Malaysia is a wonderful country to visit, and as I have good friends there, I have been there many times. I have been inspired by Matt Dan who went to visit Malaysia and never left, learning the language (in the local dialect – so he sounds like a native) and embracing the culture.
I won’t be going that far, but I will try a little bit of each area on this visit.
As I was visiting during the time of fasting and just before Hari Raya, Kuala Lumpur (KL) was abuzz with activity. Our first stop was a market to buy my traditional Malay outfit, and have nighttime (breakfast meal). I was very tired after the trip, but excited to be there!
The next day we drove to Kelantan – a rural state in the northeast of Peninsular. It may be rural, but it was not quiet. What would normally take four hours to drive from KL took us 13 hours. The next day was Hari Raya, which I was invited to celebrate with my Malaysian friends. So I decided to check in to my local hotel and get a good night’s sleep.
Locals don’t’ see too many ‘orang asing’ (foreigner) in this area so I had a few people staring at me, and they don’t mind staring too! Granted – I was probably a sight – An Irish guy, in traditional Malay clothes, carrying a Malaysian child (my friend’s daughter – who stuck to me like glue for the entire visit). But I felt very welcome, and soon forgot how awkward I felt.
The Malays have many wonderful traditions on Hari Raya, and one of them was to cook massive amounts of wonderful foods and desserts and invite all their friends and neighbours to dine with them. In fact, neighbours and guests got to eat first, in the house I visited. Some neighbours were not of the same faith, but they too were invited in for a meal and a chat.
I’m glad I’ve been to Malaysia before because I had learned the basics and learned to respect and not forgot them. The first is always to take off your shoes before entering a household, and sometimes even a local shop. The second is not to shake a woman’s(unrelated by blood) hand unless of course, she offers it first. I think this is also an Islamic custom.
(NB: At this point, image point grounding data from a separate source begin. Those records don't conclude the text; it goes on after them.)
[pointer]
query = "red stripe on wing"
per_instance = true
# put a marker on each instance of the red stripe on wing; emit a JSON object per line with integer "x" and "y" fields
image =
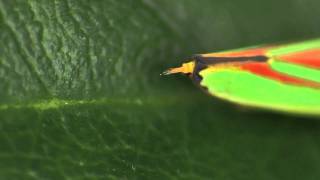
{"x": 264, "y": 70}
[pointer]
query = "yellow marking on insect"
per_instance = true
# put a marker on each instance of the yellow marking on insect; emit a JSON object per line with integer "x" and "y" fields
{"x": 186, "y": 68}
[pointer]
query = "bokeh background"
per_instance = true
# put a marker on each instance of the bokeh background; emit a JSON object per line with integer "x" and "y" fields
{"x": 81, "y": 96}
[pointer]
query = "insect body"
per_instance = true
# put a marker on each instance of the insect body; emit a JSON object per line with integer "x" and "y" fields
{"x": 283, "y": 77}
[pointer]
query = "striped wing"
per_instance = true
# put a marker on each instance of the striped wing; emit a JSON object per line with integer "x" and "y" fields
{"x": 289, "y": 81}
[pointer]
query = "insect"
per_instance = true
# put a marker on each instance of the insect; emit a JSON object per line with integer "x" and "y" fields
{"x": 278, "y": 77}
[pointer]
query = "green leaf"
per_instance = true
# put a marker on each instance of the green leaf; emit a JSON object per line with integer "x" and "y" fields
{"x": 81, "y": 96}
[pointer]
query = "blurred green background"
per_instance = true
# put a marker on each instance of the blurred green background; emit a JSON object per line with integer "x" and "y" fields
{"x": 81, "y": 96}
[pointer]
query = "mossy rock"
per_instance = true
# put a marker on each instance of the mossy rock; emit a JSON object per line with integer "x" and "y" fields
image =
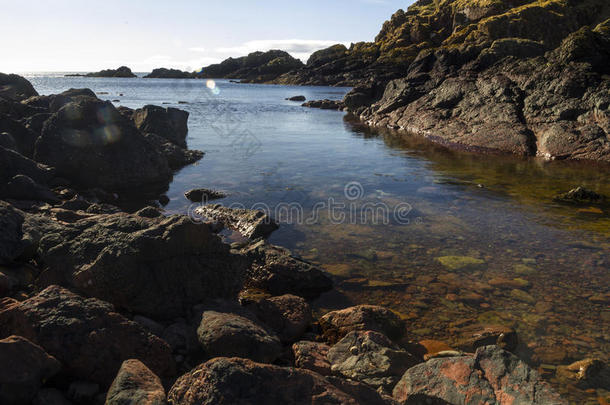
{"x": 460, "y": 262}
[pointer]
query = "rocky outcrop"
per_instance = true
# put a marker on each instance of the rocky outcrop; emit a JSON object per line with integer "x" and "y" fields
{"x": 491, "y": 375}
{"x": 277, "y": 272}
{"x": 122, "y": 71}
{"x": 224, "y": 334}
{"x": 495, "y": 81}
{"x": 163, "y": 73}
{"x": 86, "y": 335}
{"x": 27, "y": 367}
{"x": 135, "y": 384}
{"x": 251, "y": 224}
{"x": 92, "y": 144}
{"x": 224, "y": 381}
{"x": 257, "y": 67}
{"x": 157, "y": 266}
{"x": 170, "y": 123}
{"x": 336, "y": 324}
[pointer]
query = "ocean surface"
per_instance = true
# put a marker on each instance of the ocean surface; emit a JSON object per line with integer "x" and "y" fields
{"x": 448, "y": 239}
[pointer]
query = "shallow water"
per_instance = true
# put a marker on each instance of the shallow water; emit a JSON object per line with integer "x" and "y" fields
{"x": 398, "y": 221}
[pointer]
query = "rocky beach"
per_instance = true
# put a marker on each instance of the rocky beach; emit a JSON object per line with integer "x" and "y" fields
{"x": 116, "y": 289}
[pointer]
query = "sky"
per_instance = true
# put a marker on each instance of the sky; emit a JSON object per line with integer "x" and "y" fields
{"x": 79, "y": 36}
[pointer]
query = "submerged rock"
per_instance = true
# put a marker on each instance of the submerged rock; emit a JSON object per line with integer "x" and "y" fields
{"x": 370, "y": 357}
{"x": 336, "y": 324}
{"x": 223, "y": 334}
{"x": 89, "y": 338}
{"x": 580, "y": 195}
{"x": 26, "y": 367}
{"x": 490, "y": 376}
{"x": 135, "y": 384}
{"x": 251, "y": 224}
{"x": 277, "y": 272}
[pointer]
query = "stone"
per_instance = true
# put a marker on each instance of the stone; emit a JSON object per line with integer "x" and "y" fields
{"x": 474, "y": 336}
{"x": 90, "y": 143}
{"x": 203, "y": 195}
{"x": 86, "y": 335}
{"x": 491, "y": 375}
{"x": 586, "y": 374}
{"x": 276, "y": 271}
{"x": 228, "y": 381}
{"x": 135, "y": 384}
{"x": 252, "y": 224}
{"x": 287, "y": 315}
{"x": 296, "y": 98}
{"x": 370, "y": 357}
{"x": 185, "y": 263}
{"x": 170, "y": 123}
{"x": 26, "y": 367}
{"x": 223, "y": 334}
{"x": 336, "y": 324}
{"x": 312, "y": 356}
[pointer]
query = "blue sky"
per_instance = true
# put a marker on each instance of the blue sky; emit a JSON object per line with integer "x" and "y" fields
{"x": 69, "y": 35}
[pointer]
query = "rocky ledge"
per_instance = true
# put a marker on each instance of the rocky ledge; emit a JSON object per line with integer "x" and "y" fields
{"x": 498, "y": 81}
{"x": 163, "y": 73}
{"x": 257, "y": 67}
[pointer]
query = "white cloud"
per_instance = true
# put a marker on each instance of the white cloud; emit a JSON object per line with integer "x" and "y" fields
{"x": 299, "y": 48}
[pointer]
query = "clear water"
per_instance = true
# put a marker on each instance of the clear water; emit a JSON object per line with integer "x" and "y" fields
{"x": 446, "y": 226}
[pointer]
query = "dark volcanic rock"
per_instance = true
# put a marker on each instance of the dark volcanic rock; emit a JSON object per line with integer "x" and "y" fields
{"x": 257, "y": 67}
{"x": 15, "y": 87}
{"x": 122, "y": 71}
{"x": 90, "y": 143}
{"x": 223, "y": 334}
{"x": 163, "y": 73}
{"x": 580, "y": 195}
{"x": 336, "y": 324}
{"x": 370, "y": 357}
{"x": 225, "y": 381}
{"x": 153, "y": 266}
{"x": 170, "y": 123}
{"x": 135, "y": 384}
{"x": 203, "y": 194}
{"x": 288, "y": 315}
{"x": 325, "y": 104}
{"x": 251, "y": 224}
{"x": 26, "y": 367}
{"x": 85, "y": 334}
{"x": 492, "y": 375}
{"x": 277, "y": 272}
The first time I visited Malaysia I was not aware of this last one. I shook a ladies hand, she accepted it but covered her own hand with her garment. Live and learn!
Being Irish, it’s very refreshing to see people having a great time with family and friends staying up late, and not a drop of alcohol was touched!
Over the next few days, I was driven around in an envoy of three packed cars (families are massive in Malaysia) to see all the local sites. They even drove me three hours to see some Buddhist statues, despite the fact they did not want to see them.
I really appreciated what these people were willing to do to keep me entertained but maintain their beliefs! They took me to see the ‘Sleeping Buddha’ temple in Kelantan which is a 40-metre statue of a sleeping Buddha, which is the longest of its kind in Southeast Asia.
The food in Malaysia is amazing, but I have to say I wish I was more adventurous with what I ate. Some foods and desserts look and taste amazing and are so inexpensive in comparison to Ireland, it makes you wonder what else are you missing out on in this world!
The next few days were a blur, but we drove across Malaysia and down the west coast, stopping at some very packed, but very scenic resorts along the way until we arrived back in Kuala Lumpur. There we spent two days shopping and drinking copious amounts of coffee.
Next a trip to Penang Penang Island, where the capital city, George Town, is located.
We did not have long to explore Penang Island which was a shame, but the drive there across the longest bridge I have ever seen was an experience in itself.
On Penang Island, there seem to be much more Chinese people than Malay people, so I noticed in particular much more pubs and entertainment venues, as well as people wearing slightly less modest clothing!
Anyway, If you visit Penang, make sure to visit Penang Hill, where you can get a train up the to the top of the hill for a breathtaking view!